Singkat cerita, kami tiba di kampung mbak Yayuk di Tarantuka, NTT. Kami disambut gembira bak pejabat yang datang. Untuk keluarga yang beragama Islam, mereka juga mengundang kami untuk berbuka puasa. Mereka juga telah bersiap-siap merayakan lebaran, walau dalam keadaan yang sangat sederhana. Yang jelas, tidak ada daging yang harganya melangit. Tetapi wajah mereka tetap cerah ceria menyambut datangnya hari raya. Saya gembira bercampur terharu melihat keceriaan anak-anak yang tanpa banyak tuntutan seperti anak-anak Jakarta.
Setelah sholat Ied, kami makan bersama. Tibalah saatnya untuk membagi uang kepada anak-anak. Mereka dengan riang berbaris tanpa komando mencium tangan dan mendapatkan lembaran uang dua ribuan baru yang mulus dan licin. Teman saya memang hanya membagi dua lembar saja per anak. Namun yang menerimanya gembira bukan kepalang. Mereka melonjak sambil berteriak gembira. Uang itu diciumi berulang kali. Bahkan ada beberapa anak yang begitu khidmat mencium uang tersebut, seakan ingin meresapkan bau uang baru ke dalam paru-parunya. Saya sangat terkesan.
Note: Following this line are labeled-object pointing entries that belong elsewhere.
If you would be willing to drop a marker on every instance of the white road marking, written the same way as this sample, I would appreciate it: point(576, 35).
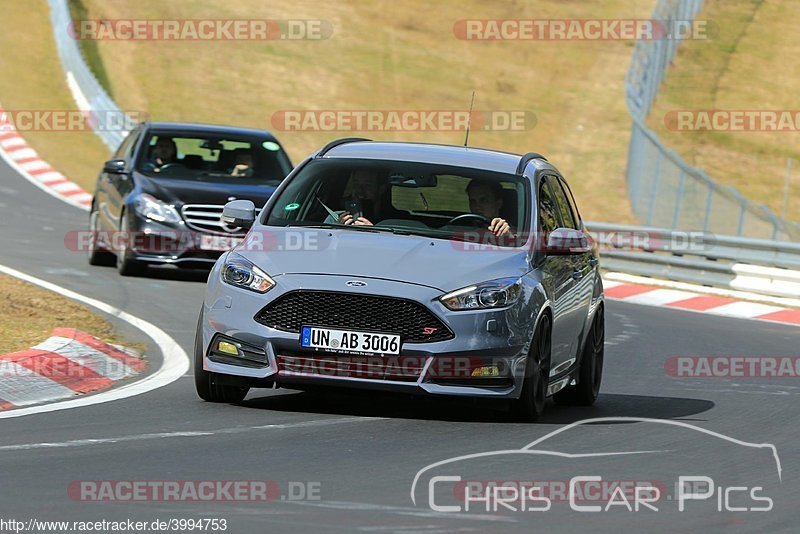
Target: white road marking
point(22, 386)
point(660, 296)
point(743, 309)
point(99, 362)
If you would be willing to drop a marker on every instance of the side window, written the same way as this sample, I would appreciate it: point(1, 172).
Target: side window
point(548, 217)
point(571, 200)
point(567, 218)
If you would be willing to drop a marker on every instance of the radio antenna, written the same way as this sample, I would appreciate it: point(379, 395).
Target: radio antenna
point(469, 118)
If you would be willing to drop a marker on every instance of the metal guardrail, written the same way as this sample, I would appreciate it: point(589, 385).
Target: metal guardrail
point(664, 190)
point(87, 91)
point(757, 265)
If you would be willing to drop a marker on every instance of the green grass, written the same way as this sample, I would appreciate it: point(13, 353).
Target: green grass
point(392, 56)
point(33, 80)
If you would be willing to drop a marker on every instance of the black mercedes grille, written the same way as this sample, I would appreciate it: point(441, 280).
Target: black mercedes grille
point(414, 322)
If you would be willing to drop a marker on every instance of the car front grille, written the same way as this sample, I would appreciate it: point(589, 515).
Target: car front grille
point(208, 218)
point(392, 368)
point(388, 315)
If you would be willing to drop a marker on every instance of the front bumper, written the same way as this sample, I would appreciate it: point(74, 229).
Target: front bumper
point(153, 242)
point(485, 338)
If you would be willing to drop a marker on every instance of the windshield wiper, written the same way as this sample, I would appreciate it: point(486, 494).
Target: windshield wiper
point(359, 228)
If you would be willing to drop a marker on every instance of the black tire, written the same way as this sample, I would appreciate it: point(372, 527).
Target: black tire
point(207, 383)
point(530, 405)
point(590, 373)
point(96, 254)
point(127, 266)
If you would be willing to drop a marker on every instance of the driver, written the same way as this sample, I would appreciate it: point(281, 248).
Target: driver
point(164, 152)
point(243, 165)
point(486, 199)
point(372, 193)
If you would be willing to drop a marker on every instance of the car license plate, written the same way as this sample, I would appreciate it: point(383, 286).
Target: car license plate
point(218, 242)
point(347, 341)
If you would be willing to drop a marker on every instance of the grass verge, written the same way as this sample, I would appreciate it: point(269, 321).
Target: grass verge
point(381, 56)
point(32, 80)
point(751, 64)
point(30, 313)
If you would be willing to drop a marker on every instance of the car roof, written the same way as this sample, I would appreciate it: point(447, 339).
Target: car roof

Menurut mbak Yayuk, anak-anak sangat bahagia bisa mendapatkan uang baru dan mulus. Kenapa begitu? Karena uang yang beredar di NTT, khususnya wilayah yang agak terpencil dari ibukota propinsi, sangat terbatas. Roda perekonomian yang lambat, membuat daerah itu kurang berkembang. Maka uang yang berputar boleh dikatakan hanya itu-itu saja, sehingga karena terlalu sering berpindah tangan, uang-uang itu sudah berubah kumal dan lecek tidak karuan. Uang baru merupakan sesuatu yang langka untuk penduduk di sana.
Aduhai, perasaan saya bercampur aduk melihat pemandangan anak-anak yang bergembira dengan uang barunya. Saya membayangkan, betapa banyak orang yang kurang bersyukur di wilayah Jabodetabek, yang suka foya-foya, membuang uang tidak hanya dua ribuan tetapi mencapai ratusan, bahkan jutaaan Rupiah. Sementara di sisi lain Nusantara ada anak-anak yang begitu polos sudah merasa bahagia mendapatkan dua lembar uang dua ribuan baru. Mereka menyimpannya dengan hati-hati sebagai barang berharga, hanya dibuka untuk dicium dan tidak dibelanjakan untuk waktu yang lama.